The applicant claimed that the respondent was infringing its registration for INFINITY in respect of tyres and wheels. The respondent relied on the section 36 “prior use” defence but also counter-claimed for expungement of the mark on the basis of, amongst others, section 10(3).
The court apparently disregarded the express wording of section 36 in allowing the defence. Section 36 requires the party raising the defence to show use predating the date of first use or the application date of the registered mark, whichever is earlier. Having apparently accepted that the applicant began using the mark before the respondent, the court strangely went on to hold: “Nothing turns on the date Applicant commenced using the trade mark…as it bases its claim squarely on the registration…”
Regarding the counter-application for expungement, the court adopted a rather harsh interpretation of what constitutes “sharp practice” vitiating a bona fide claim to proprietorship. The court found that simply because the applicant had applied to register the mark two weeks after discussions with the respondent, had delayed enforcing the mark and had only filed its application sometime after it began using the mark, the applicant’s conduct approached “sharp practice”.
Finally and most interestingly, the court considered the tricky question of whether a distributor, licensee or some other party besides the source of the goods/services can claim proprietorship of the mark (See Wilkhof Trade Mark Licensing at p 154 onwards for a full, fascinating discussion). The court found that in order for an applicant to have a bona fide claim to proprietorship, it must intend to use the mark in respect of its own goods. Given that the applicant in this case imported its goods (as opposed to manufacturing them itself), it was found to lack such intention and its registration fell to be expunged accordingly. In support of this stance, the court relied on the definition of “trade mark” in section 2(1).
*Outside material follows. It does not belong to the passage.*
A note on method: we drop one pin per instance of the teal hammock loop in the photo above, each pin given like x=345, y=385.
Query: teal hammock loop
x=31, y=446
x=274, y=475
This despite the authors of Webster & Page writing that “It is clearly arguable that as the distinguishing function is given more weight in the 1993 Act, it should be possible for a distributor in the absence of a person claiming greater title to the mark to register such mark as his trade mark. Such an interpretation would give full meaning to the words “any other person” in the definition.”
What makes this aspect of the judgement so interesting is that typically the manufacturer or the original source of the goods/services would be the one claiming that the trade mark applicant (usually an errant distributor or licensee) lacked bona fide proprietorship. Interestingly in this case, a third party succeeded in raising this ground. Watch this space for a report on the appeal judgment!